On some of this, Trump's message overlapped considerably with that of Bernie Sanders. I have no idea if Sanders would have fared better against Trump than Clinton did. But I do know that Clinton was the worst possible person to answer the angry accusations of a populist insurgency from either the protectionist right or the socialist left. She was too much a contented representative and beneficiary of the very political and economic establishments against which Trump directed his fire. She was the Davos candidate, the woman who defied the advice of her handlers to accept six-figure speaking fees from investment banks at events where she wooed rooms full of potential donors by dreaming of a world of open borders — a world in which the last remaining businesses to pay a decent wage in the Rust Belt would be given the green light to flee in pursuit of ever-higher profits.
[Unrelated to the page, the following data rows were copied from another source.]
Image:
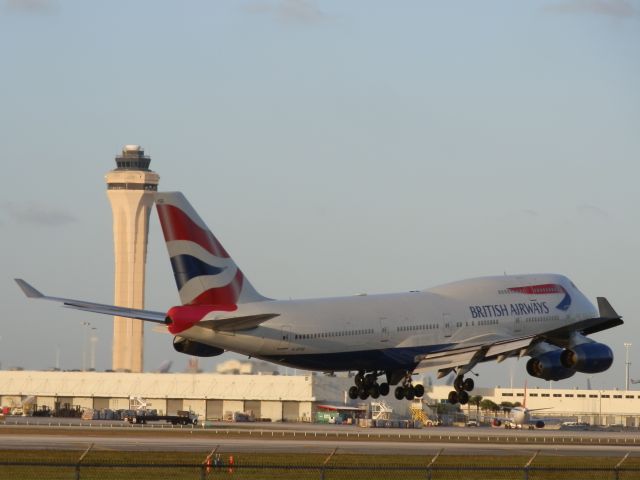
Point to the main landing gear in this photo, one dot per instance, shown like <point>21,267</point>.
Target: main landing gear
<point>408,391</point>
<point>462,386</point>
<point>366,385</point>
To counter that Trump-the-corrupt-real-estate-mogul is just as much a member of the nation's economic elite misses the political point entirely. A populist defines himself by those he attacks, and Trump attacked those in power. Who did Clinton attack? The "deplorable" voters who were tempted to vote for Trump — and she did it, of course, at a big-ticket fundraiser, before a room full of wealthy liberal donors.
Maybe, given the realities of polarization, negative partisanship, and certain fundamentals at play in 2016, no Democrat would have won against Trump in a landslide. But I'm quite sure a different Democrat — a Democrat who didn't so badly misjudge the political moment and squander her many advantages, and who wasn't incapable of taking a stand on behalf of those many Americans who feel they've been left behind by the prevailing policies of the past generation — could have won convincingly, decisively.
Until the party demonstrates a willingness to learn from its mistakes, it will run the considerable risk of repeating them.